No sé cómo se llaman y queriendo hacer memoria para escribir
esta crónica, tampoco recuerdo cuándo me los crucé por primera vez.
Los veo todos los días y a veces son el único saludo que
recibo cuando divago por el barrio a la madrugada, en esas largas noches de
verano sin sueño.
Lo otro que sé es que rápidamente me tendieron la mano, pero
no para ayudarme sino para dejarme ayudarlos. Ese también es un gran gesto de
compasión. El hombre y su perro ya no están abandonados. Se tienen el
uno y el otro. Y ahora los tengo yo también.
“¿Sabés cómo se cura este perro de la dermatitis?”, me dijo
el indigente que duerme en la vereda del frente cuando las luces de la vidriera
de ropa masculina se apagan y queda su cuerpo entresombras pero al descubierto,
para el que sí quiere ver. “Con amor”,
agregó sin dejarme intentar una respuesta médica.
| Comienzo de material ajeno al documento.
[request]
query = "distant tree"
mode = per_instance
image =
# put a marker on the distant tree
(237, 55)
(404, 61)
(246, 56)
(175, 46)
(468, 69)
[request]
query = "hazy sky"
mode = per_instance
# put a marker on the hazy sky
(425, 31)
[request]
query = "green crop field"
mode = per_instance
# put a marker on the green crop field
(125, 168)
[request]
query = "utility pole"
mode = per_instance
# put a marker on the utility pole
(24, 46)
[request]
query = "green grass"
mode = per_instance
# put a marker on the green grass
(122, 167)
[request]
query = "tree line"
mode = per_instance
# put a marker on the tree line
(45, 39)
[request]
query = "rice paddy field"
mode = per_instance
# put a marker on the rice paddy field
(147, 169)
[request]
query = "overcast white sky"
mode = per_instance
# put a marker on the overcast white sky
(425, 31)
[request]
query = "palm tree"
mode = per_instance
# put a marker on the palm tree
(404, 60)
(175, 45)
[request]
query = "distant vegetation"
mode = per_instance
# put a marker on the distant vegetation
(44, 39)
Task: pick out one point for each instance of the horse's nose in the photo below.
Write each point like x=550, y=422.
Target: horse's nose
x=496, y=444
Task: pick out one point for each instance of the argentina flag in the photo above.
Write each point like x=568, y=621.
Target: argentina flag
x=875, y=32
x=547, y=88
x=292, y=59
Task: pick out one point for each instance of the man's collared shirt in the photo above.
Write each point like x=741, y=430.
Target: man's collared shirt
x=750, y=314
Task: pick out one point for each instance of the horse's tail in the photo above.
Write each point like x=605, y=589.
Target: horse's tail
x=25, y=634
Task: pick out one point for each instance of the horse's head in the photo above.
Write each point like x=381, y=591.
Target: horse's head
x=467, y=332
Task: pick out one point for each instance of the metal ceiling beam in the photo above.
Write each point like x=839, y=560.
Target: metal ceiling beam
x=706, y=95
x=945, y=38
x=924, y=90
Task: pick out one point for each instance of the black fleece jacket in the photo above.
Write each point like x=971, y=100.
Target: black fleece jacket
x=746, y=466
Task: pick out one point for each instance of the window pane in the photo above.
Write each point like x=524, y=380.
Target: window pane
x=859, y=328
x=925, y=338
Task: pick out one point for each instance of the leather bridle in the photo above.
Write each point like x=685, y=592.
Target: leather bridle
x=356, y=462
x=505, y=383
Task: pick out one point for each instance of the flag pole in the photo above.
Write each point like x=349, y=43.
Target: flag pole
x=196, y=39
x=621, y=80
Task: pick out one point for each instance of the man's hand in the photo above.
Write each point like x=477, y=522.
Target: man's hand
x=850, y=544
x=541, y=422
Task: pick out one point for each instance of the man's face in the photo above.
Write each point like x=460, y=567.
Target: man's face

El perro es negro, bastante grande y corrió mejor suerte
cuando el hombre lo sacó de una terraza de la villa, donde lo tenían abandonado
de invierno a verano. Ahora, al perro le quedan esas marcas de guerra en su
piel, algo solucionable y nada grave, como apuntó el diagnóstico del Instituto
Pasteur y de su dueño.
Yo le prometí que le llevaría alimento todas las noches, del
bueno, del mejor, así ese pelo mejora con paciencia y fuerza. “¿Ves? Ahora
tenés una nueva amiga”, me presentó ante el canino.
Hoy fui a dejarle la comida en el bolso que deja abierto, a
su lado, mientras duerme la borrachera. El perro no se mosquea ni para eso. Hace mucho calor, pero duermen juntos, pegados. Y los quiero aún más.